In the study conducted by the authors of [57], a prototype of an anti-leakage system based on the enterprise cloud is presented. The system uses keyword-based content monitoring and filtering techniques. Once the keywords, which represent confidential information in a document to be sent, are detected, the user and the network administrator are alerted of the possible data leakage, and a trace is left in a log where the incidence is written.

In [27] it is proposed to use eye tracking technology for information protection. This technology allows obtaining user behavior information such as gaze location, gaze tracking, and points of interest. This technology in information security can be used to identify the user interacting with confidential information through biometric eye data, obtain metadata of the user performing operations of creating, sending, modifying, and receiving confidential information for use in cases of conflicts detected by the DLP system, in addition it can serve to improve the security and integrity of documents based on the information of which parts of the document are of greatest interest to the user.

The authors of the study [25] propose as a solution to the internal threat a free DLPS that is based on detecting confidential information at the exit of the USB ports by means of automatic learning and blocks the copy operation, for this purpose it integrates modules in the kernel space (minifilters). The system is developed for the Windows OS as it is the most widely distributed in business environments.

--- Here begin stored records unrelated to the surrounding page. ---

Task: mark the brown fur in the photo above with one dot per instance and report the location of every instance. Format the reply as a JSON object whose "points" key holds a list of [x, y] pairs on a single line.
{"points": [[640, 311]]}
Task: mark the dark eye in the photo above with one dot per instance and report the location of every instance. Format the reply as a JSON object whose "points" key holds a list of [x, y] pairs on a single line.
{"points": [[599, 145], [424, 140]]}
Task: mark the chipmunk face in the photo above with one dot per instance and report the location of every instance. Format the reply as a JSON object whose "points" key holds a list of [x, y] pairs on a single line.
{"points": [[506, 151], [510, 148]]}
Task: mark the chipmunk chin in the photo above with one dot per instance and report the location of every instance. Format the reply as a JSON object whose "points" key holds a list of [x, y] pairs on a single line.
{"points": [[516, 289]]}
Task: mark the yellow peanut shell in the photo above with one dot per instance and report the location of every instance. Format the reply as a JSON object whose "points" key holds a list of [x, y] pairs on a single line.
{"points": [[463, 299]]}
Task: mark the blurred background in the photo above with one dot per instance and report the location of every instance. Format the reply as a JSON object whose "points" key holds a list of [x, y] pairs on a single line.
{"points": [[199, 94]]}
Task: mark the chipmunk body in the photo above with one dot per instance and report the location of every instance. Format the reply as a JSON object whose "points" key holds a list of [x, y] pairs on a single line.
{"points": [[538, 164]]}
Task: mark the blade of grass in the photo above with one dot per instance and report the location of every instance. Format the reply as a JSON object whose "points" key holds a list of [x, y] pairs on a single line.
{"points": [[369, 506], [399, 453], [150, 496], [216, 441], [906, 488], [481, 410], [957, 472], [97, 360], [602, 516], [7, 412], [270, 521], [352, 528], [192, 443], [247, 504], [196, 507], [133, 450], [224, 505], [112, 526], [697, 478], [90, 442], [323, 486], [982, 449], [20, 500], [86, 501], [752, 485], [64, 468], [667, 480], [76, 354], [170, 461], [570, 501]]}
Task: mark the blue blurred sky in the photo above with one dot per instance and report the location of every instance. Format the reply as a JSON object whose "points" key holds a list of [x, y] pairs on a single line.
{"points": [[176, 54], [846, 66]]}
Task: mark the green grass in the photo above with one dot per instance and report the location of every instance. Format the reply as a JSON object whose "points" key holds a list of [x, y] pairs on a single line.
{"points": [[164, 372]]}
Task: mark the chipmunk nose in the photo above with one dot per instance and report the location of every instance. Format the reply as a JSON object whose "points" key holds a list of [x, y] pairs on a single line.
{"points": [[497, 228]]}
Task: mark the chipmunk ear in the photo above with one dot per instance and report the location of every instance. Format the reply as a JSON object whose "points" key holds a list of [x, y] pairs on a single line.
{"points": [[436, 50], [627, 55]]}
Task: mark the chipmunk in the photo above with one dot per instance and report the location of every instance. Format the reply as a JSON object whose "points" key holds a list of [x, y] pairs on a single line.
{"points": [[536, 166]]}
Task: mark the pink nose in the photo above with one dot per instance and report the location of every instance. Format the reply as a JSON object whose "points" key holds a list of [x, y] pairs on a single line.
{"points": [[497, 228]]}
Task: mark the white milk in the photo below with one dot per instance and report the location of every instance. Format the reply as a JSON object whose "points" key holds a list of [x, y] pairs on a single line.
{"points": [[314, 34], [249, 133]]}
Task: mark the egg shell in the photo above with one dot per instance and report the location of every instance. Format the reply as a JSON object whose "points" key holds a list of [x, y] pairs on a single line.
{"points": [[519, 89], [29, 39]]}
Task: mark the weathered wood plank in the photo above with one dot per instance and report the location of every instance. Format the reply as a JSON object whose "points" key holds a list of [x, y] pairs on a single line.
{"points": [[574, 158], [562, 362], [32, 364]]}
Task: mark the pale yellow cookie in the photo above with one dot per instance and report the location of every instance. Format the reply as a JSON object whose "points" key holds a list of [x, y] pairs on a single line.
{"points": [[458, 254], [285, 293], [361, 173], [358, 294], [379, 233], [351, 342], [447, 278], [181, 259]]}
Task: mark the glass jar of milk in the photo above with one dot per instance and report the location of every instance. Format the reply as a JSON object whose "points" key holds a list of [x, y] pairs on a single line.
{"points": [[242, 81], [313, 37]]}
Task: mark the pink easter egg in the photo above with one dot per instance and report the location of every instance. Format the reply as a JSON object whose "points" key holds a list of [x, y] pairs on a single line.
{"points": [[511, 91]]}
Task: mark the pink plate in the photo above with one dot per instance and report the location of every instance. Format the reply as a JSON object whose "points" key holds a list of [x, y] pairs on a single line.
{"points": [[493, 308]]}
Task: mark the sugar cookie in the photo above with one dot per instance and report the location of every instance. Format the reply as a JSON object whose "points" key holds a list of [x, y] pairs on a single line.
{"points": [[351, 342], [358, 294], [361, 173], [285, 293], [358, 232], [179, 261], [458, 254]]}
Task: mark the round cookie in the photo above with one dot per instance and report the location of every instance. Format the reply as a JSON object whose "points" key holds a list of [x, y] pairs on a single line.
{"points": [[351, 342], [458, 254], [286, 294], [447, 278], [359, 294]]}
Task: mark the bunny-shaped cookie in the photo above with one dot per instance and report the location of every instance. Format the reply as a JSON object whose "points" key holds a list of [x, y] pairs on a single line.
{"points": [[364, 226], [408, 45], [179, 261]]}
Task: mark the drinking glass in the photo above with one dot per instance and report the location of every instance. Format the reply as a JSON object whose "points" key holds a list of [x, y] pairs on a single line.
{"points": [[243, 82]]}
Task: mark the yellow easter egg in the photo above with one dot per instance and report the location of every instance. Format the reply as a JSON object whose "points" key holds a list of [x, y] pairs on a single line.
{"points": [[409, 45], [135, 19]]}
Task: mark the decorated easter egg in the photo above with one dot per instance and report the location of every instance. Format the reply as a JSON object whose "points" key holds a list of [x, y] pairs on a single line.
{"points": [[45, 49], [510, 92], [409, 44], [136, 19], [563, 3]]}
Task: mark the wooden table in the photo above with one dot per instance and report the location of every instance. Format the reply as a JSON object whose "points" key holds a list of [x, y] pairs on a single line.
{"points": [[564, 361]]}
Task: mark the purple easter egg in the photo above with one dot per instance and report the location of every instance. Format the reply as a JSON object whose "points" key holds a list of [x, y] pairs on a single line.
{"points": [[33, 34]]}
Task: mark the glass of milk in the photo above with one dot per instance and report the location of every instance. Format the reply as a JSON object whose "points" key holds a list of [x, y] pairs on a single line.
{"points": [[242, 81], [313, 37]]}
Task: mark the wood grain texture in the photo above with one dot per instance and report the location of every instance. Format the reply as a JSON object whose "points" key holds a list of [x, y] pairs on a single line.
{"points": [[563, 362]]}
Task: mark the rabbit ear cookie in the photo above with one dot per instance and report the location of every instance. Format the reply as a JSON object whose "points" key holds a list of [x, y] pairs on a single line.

The study [1] focuses on the insider threat that can be intentionally caused by an employee, for this, they propose “Efficient DLP-Visor” which is a context-based DLPS. The system is a thin hypervisor that intercepts call in kernel space. The proposed DLPS makes it possible to detect data leaks even though the employee in question is the system administrator himself. Basically, the System works as follows: The administrator sets a File System path where sensitive information is stored, the DLPS logs any process that opens or reads a document from that path as critical, and any file written by that process is logged as sensitive, as well as any process that receives information from a critical process. DLPS tracks critical processes by capturing kernel mode calls and blocks the relevant operations of those processes.

In [3] and [21] a DLPS for the protection of confidential information is proposed. The proposed system allows access control, through the development of the encryption key, through the combination of a set of parameters; these parameters can be biometric identification of the user accessing the information, geographic location, electronic fingerprint of the device, date, and time, among others. Although this proposal does not specifically present usage control, it is robust due to the ability to require several parameters to generate the decryption key, thus ensuring that the content remains encrypted as long as the established criteria are not met, since the key is never stored.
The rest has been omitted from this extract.